Could personality disorders explain the mean girls I know?
Something I’ve encountered all my life but just don’t understand at all: people who, for no reason at all, just don’t seem to like me. I do nothing mean to them, say nothing mean to them. Just as I have always striven to be nice to everyone, and am just a shy, quiet person, not out to hurt anyone.
But they say mean things to me, take anything I say the wrong way, and try to pick fights. I’ve encountered people like this as a child, in adolescence, in college, and occasionally in adulthood as well.
I just don’t get what causes people to act this way.
Tracy was like this. Most of the time I just avoid such people as much as possible, so as not to be near their negativity. But Tracy and Richard tried to force me to be best buds with her, and you see that blew up.
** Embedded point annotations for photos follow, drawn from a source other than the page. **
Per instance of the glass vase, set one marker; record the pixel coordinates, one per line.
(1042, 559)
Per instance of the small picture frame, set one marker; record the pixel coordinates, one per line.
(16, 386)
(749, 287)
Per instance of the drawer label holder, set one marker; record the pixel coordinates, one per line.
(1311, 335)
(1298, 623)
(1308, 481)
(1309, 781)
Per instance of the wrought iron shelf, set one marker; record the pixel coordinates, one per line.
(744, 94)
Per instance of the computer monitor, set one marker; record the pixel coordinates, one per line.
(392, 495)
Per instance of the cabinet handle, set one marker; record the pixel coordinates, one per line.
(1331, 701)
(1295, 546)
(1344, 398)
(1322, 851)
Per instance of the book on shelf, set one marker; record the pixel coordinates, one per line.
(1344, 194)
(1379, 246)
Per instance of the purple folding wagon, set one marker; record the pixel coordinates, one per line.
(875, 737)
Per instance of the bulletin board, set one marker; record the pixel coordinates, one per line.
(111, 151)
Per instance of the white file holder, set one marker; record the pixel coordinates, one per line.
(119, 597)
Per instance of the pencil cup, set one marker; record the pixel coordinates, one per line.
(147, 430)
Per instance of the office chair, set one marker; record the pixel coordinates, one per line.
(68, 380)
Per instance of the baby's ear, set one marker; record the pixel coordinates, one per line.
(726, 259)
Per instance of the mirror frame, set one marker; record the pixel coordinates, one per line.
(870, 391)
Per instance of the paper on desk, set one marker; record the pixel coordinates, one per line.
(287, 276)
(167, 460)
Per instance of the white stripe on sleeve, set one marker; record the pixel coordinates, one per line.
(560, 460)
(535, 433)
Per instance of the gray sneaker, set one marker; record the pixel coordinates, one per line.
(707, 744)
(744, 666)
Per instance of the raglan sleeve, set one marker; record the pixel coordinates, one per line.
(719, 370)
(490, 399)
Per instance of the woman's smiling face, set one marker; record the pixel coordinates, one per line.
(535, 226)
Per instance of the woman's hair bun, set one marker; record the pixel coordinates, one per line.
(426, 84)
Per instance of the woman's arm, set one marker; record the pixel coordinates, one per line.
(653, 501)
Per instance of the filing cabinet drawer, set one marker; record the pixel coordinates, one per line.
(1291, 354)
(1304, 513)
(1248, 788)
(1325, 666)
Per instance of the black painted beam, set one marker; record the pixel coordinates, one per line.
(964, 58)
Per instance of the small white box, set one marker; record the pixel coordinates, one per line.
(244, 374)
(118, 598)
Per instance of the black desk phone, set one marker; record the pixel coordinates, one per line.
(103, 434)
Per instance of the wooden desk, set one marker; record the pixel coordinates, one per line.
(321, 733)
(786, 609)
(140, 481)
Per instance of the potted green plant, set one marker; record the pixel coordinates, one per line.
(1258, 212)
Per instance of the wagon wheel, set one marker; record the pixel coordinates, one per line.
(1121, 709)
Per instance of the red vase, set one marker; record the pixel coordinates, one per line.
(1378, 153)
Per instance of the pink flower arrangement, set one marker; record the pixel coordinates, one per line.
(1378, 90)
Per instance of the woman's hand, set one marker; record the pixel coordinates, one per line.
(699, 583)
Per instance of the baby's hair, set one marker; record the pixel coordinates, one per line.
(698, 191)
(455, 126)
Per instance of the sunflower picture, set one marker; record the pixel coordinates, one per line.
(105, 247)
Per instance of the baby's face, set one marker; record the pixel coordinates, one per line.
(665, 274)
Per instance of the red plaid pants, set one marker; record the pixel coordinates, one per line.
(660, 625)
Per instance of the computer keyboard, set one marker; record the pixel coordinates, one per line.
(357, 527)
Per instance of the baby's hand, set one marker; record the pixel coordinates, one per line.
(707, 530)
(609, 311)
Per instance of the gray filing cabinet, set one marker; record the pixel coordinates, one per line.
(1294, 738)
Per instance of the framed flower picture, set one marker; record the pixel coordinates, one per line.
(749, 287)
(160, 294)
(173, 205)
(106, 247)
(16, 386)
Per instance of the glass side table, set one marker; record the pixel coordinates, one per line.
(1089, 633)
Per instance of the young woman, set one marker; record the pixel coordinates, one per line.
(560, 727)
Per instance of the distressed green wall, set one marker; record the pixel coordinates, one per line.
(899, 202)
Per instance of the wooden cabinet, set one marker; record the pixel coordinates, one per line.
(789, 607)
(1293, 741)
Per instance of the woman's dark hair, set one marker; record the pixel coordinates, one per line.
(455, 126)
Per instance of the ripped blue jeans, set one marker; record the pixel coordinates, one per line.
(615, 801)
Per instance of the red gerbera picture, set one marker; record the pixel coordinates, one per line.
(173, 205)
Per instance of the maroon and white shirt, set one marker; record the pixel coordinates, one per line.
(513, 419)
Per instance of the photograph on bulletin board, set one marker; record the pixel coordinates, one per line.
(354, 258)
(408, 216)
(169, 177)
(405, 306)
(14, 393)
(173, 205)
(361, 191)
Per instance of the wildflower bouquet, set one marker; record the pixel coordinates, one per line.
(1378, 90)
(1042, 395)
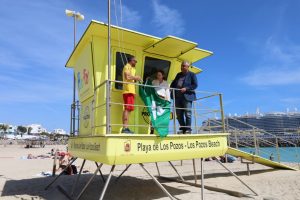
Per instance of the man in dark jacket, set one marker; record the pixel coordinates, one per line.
(185, 82)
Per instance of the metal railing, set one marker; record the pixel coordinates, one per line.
(75, 118)
(260, 142)
(201, 109)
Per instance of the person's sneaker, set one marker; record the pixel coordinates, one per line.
(126, 130)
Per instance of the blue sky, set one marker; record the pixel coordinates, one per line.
(256, 45)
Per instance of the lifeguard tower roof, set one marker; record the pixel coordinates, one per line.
(170, 46)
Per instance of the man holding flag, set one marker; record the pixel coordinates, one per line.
(129, 91)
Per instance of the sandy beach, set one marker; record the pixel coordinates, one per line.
(21, 178)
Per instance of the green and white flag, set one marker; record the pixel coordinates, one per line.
(158, 108)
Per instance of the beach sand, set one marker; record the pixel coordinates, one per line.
(19, 180)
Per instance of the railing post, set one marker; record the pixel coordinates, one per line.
(78, 117)
(277, 149)
(236, 140)
(174, 110)
(195, 117)
(71, 121)
(254, 141)
(107, 106)
(222, 112)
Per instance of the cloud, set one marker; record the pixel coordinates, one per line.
(291, 100)
(125, 17)
(167, 20)
(34, 90)
(278, 65)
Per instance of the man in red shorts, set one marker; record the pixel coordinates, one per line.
(129, 91)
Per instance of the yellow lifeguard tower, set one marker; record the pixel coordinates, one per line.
(100, 95)
(99, 84)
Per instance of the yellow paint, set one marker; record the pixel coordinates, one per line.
(257, 159)
(130, 149)
(89, 60)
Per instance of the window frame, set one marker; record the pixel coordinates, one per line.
(114, 66)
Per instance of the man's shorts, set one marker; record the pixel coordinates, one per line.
(129, 100)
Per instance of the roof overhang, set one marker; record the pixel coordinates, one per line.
(169, 46)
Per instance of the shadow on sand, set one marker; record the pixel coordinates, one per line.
(127, 187)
If I’d been allowed to follow my natural instincts, that never would’ve happened.
One of my teachers in college, and one of my suitemates, were like this. Just inexplicably had it in for me. No matter what I did, they picked on it. I got this “aura” off them, this vibe of bad feeling.
Sometimes girls like this just gave me a bad feeling and made a snark from time to time. But some of them had a chip on their shoulder and tried to badger me into fights, such as a girl in high school who said she was a witch, and kept attacking my beliefs. One day, a Jewish girl stuck up for me–not the same beliefs, but she saw I was being attacked unfairly.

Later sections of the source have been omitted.